Scheduler of a container orchestration system, such as YARN and K8s, is a critical component that users rely on to plan resources and manage applications.
And if we assess where we are today, in YARN effectively it had two power schedulers (Fair and Capacity scheduler) and both serve many strong use cases in big data ecosystem. It can scale up to 50k nodes per cluster, and schedule 20k containers per second, and extremely efficient to manage batch workloads.
K8s default scheduler is an industry-proven solution to efficiently manage long-running services. As more big data apps are moving to K8s and cloud world, but many features like hierarchical queues to support multi-tenancy better, fairness resource sharing, and preemption, etc. are either missing or not mature enough at this point of time to support big data apps running on K8s.
At this point, there is no solution that exists to address the needs of having a unified resource scheduling experiences across platforms. That makes it extremely difficult to manage workloads running on different environments, from on-premise to cloud.

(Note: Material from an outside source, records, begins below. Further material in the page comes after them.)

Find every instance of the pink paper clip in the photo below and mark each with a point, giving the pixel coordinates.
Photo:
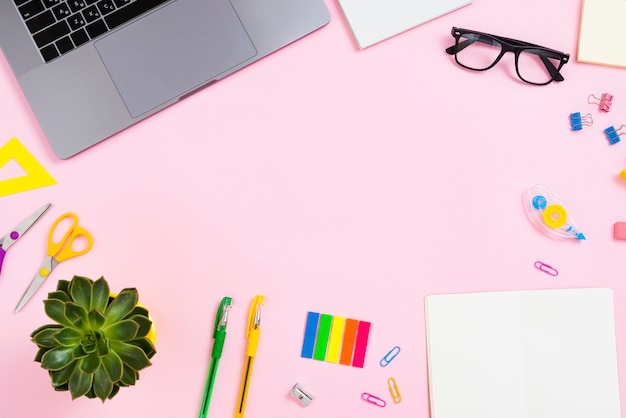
(375, 400)
(546, 268)
(604, 103)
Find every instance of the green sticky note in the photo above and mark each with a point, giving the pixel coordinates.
(323, 332)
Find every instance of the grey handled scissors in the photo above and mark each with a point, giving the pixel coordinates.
(17, 232)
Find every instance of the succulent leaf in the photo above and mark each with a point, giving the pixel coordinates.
(144, 325)
(55, 309)
(61, 377)
(79, 383)
(80, 291)
(100, 296)
(73, 312)
(44, 336)
(129, 376)
(102, 384)
(90, 364)
(113, 365)
(63, 286)
(103, 347)
(131, 355)
(41, 352)
(57, 358)
(68, 337)
(96, 319)
(124, 330)
(145, 345)
(121, 306)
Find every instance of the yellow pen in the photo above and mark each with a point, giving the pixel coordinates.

Hence evolving a common scheduler powered from YARN and K8s’s legacy capabilities and improving towards cloud use cases will focus more on use cases like:
Better bin-packing scheduling (and gang scheduling)
Autoscale up and shrink policy management
Effectively run batch workloads and services with clear SLA’s
In summary, we are improving core scheduling capabilities to manage both K8s and YARN cluster which is cloud aware as a separate initiative and above-mentioned cases will be the core focus of this initiative. More details of our works will be presented in this talk.